A Monte-Carlo-based Latent Factor Modeling Approach with Time-Varying Volatility for Value-at-Risk Estimation

Abstract

The normal probability distribution assumption, to model price changes in Finance, belongs to the largest imperfections in the Value-at-Risk (VaR) estimation. In fact, the financial returns are rather distributed leptokurtic than normally and the empirical distributions are often skewed. In these cases, the normal distribution assumption results in over or underestimation of VaR especially when the quantiles are very high/low. Therefore, it is necessary to put emphasis on respecting the leptokurtic and skewed return distribution.

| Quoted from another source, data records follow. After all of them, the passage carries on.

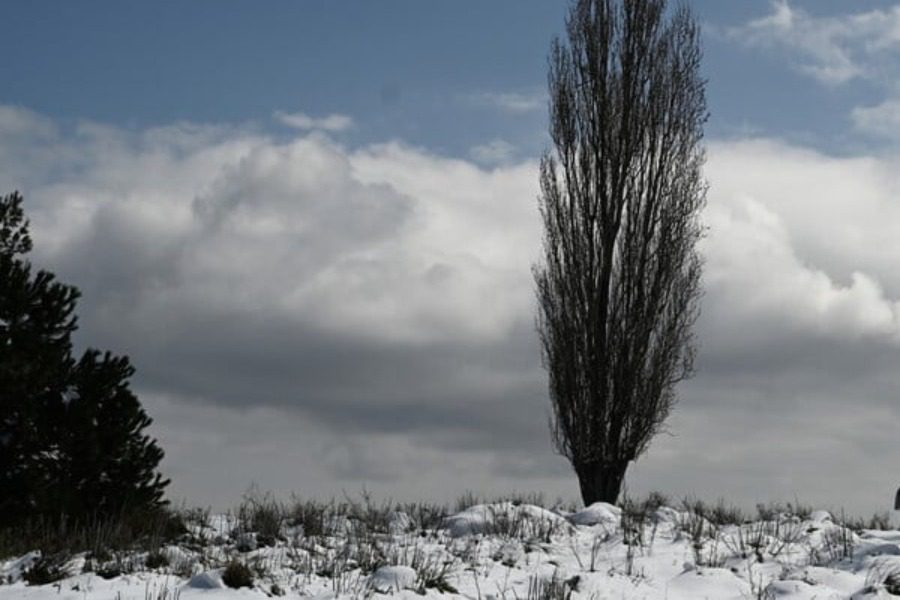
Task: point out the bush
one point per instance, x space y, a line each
237 575
156 560
47 569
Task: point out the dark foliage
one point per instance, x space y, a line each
237 575
71 441
619 285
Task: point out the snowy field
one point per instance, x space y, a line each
500 551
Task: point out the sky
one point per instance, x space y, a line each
311 226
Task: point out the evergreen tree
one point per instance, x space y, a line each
71 440
36 322
108 464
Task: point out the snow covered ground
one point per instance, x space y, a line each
500 551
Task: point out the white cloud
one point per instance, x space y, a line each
834 49
386 291
493 152
302 121
511 102
881 120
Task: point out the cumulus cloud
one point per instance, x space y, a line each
493 153
881 120
320 315
303 121
833 50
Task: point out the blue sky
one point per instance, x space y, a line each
311 225
407 70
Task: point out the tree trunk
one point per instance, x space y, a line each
601 481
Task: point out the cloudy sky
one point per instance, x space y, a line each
311 225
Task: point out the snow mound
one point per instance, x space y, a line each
596 513
820 516
393 579
504 517
207 580
12 570
399 522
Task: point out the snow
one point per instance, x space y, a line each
596 513
393 579
507 551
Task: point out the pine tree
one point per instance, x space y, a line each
108 464
36 322
71 432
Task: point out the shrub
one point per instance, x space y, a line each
47 569
156 560
237 575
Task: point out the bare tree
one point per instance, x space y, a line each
619 285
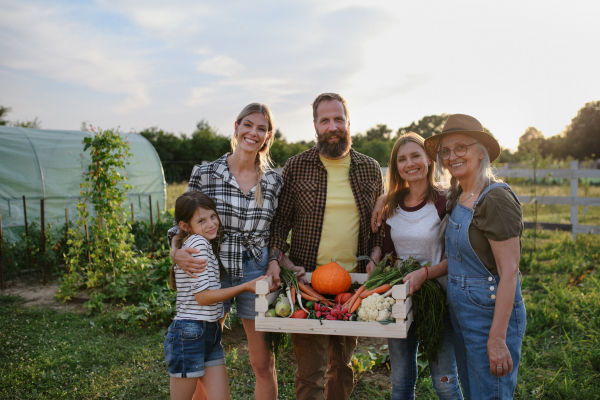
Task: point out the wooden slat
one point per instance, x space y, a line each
400 310
586 229
548 173
566 200
344 328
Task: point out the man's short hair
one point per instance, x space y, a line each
329 97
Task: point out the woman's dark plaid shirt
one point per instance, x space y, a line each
246 225
302 206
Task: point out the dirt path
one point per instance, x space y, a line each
38 295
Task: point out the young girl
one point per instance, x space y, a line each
193 344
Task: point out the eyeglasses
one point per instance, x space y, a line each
459 151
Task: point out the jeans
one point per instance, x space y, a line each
472 312
403 360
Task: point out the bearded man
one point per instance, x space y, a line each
328 195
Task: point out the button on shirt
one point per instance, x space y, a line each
246 225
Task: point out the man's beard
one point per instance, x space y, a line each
335 150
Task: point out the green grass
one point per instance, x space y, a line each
46 354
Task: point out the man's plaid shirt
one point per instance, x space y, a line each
302 206
246 225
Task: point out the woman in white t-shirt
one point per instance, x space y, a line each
415 209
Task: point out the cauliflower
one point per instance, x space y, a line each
375 308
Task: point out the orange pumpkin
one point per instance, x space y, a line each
331 278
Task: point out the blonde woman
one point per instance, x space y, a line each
482 248
245 190
415 209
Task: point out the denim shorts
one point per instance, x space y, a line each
252 269
191 346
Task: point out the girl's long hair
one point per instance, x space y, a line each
185 208
485 176
263 158
398 187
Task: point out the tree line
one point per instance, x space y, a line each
179 153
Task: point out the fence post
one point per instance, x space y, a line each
1 257
43 237
26 232
87 240
67 222
574 186
151 225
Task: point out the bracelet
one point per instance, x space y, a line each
275 255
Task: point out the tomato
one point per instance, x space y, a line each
299 314
341 298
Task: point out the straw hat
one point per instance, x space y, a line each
466 125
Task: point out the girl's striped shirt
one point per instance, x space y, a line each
187 306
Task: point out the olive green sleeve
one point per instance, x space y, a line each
499 216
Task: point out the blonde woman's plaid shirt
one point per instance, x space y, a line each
302 206
246 225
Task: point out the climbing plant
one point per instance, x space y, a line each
101 256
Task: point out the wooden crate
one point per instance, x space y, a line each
401 311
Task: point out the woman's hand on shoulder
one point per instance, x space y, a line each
416 278
499 355
377 214
189 264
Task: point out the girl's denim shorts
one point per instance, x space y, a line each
191 346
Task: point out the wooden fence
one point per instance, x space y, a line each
573 174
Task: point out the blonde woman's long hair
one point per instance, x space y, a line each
263 159
485 175
398 187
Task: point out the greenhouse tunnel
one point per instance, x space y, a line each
48 164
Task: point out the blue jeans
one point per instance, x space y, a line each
472 311
252 269
191 346
403 360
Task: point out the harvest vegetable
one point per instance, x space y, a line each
283 307
271 313
381 289
375 308
299 314
331 278
341 298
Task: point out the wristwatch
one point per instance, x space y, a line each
275 254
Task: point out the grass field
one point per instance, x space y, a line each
46 354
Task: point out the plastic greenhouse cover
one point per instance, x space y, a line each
48 164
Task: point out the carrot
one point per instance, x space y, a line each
381 289
356 304
308 297
293 293
350 302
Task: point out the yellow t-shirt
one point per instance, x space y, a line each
339 237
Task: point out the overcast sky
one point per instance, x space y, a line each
135 64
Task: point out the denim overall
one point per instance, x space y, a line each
472 298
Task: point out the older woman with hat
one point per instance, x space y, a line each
482 244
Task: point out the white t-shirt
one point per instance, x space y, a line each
187 306
416 232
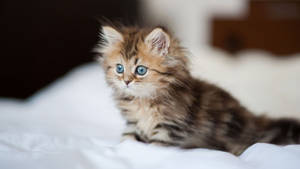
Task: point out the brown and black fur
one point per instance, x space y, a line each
181 110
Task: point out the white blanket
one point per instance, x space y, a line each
73 124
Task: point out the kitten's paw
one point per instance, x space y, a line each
128 137
161 143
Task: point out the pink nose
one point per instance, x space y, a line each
127 82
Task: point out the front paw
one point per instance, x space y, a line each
128 136
161 143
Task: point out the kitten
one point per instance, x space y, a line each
163 104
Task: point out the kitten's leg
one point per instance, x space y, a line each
166 135
130 132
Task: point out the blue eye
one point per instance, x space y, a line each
120 68
141 70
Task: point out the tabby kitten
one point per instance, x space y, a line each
163 104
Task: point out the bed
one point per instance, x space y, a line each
73 122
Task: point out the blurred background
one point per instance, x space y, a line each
42 40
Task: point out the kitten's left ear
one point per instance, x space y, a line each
111 35
158 41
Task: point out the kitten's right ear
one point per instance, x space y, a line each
110 35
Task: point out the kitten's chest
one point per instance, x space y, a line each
141 112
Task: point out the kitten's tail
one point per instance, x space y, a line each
281 132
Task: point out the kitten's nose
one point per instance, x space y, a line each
127 82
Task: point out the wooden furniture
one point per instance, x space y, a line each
271 25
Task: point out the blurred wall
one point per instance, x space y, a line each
190 19
42 40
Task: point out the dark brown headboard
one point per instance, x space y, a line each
40 40
271 25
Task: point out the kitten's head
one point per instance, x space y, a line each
140 62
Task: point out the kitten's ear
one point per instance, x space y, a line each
158 41
111 35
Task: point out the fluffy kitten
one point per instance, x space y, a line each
163 104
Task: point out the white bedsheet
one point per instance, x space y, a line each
73 124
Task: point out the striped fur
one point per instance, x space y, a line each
169 107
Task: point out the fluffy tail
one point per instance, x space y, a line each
282 132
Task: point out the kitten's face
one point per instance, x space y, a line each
136 62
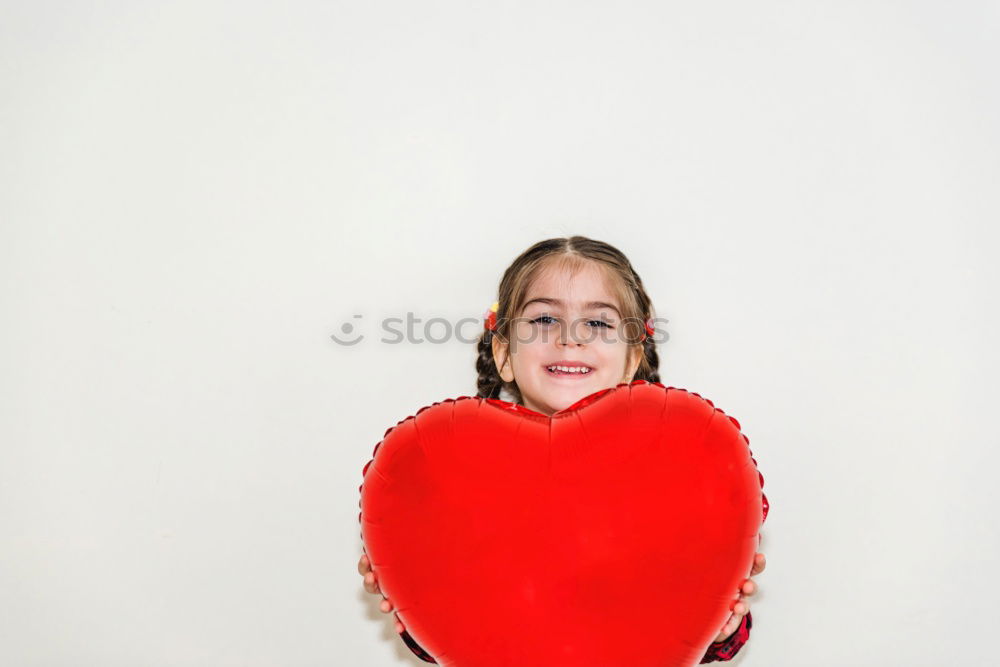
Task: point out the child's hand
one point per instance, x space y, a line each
742 606
365 568
739 610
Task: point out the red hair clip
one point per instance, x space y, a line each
490 316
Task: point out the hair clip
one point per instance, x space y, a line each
490 316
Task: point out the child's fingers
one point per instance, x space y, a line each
370 584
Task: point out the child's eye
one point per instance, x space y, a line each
538 320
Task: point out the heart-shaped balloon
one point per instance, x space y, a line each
615 532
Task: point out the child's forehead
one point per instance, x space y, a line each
585 286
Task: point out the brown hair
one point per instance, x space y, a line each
572 253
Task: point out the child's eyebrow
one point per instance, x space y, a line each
589 305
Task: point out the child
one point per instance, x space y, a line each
573 303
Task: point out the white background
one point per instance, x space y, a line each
195 196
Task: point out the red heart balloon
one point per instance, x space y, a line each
615 532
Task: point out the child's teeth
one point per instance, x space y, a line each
567 369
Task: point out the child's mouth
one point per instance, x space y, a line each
569 371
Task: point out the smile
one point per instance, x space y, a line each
568 370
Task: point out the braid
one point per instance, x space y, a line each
652 359
489 383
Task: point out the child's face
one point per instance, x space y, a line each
567 330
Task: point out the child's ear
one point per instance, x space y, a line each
501 355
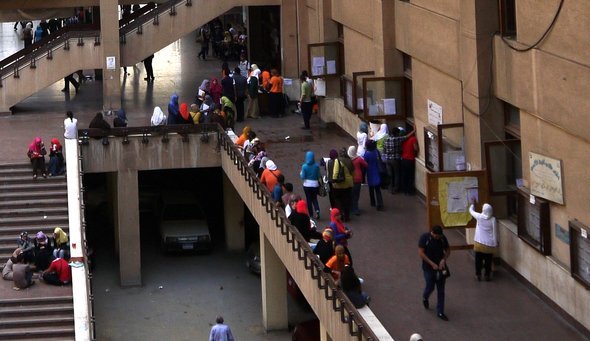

In this paper, we propose a new approach for portfolio VaR estimation, which combines the standard latent factor model with the generalized quadratic autoregressive conditionally heteroskedastic model (GQARCH). This new “hybrid” specification provides an alternative, compact, model to handle co-movements, heteroskedasticity and intra-frame correlations in financial data. For maximum likelihood estimation we have used an iterative approach based on an extended version of the Kalman filter algorithm combined with the Expectation Maximization (EM) algorithm. Using a set of historical data, from the Tunisian foreign exchange market, the model parameters are estimated. Then, the fitted model combined with a modified Monte-Carlo simulation algorithm was used to predict the VaR of the Tunisian public debt portfolio. Through a Backtesting analysis, we found that this new specification produces far more accurate forecasts for the VaR compared to the mixture of factor analyzers and other competing approaches.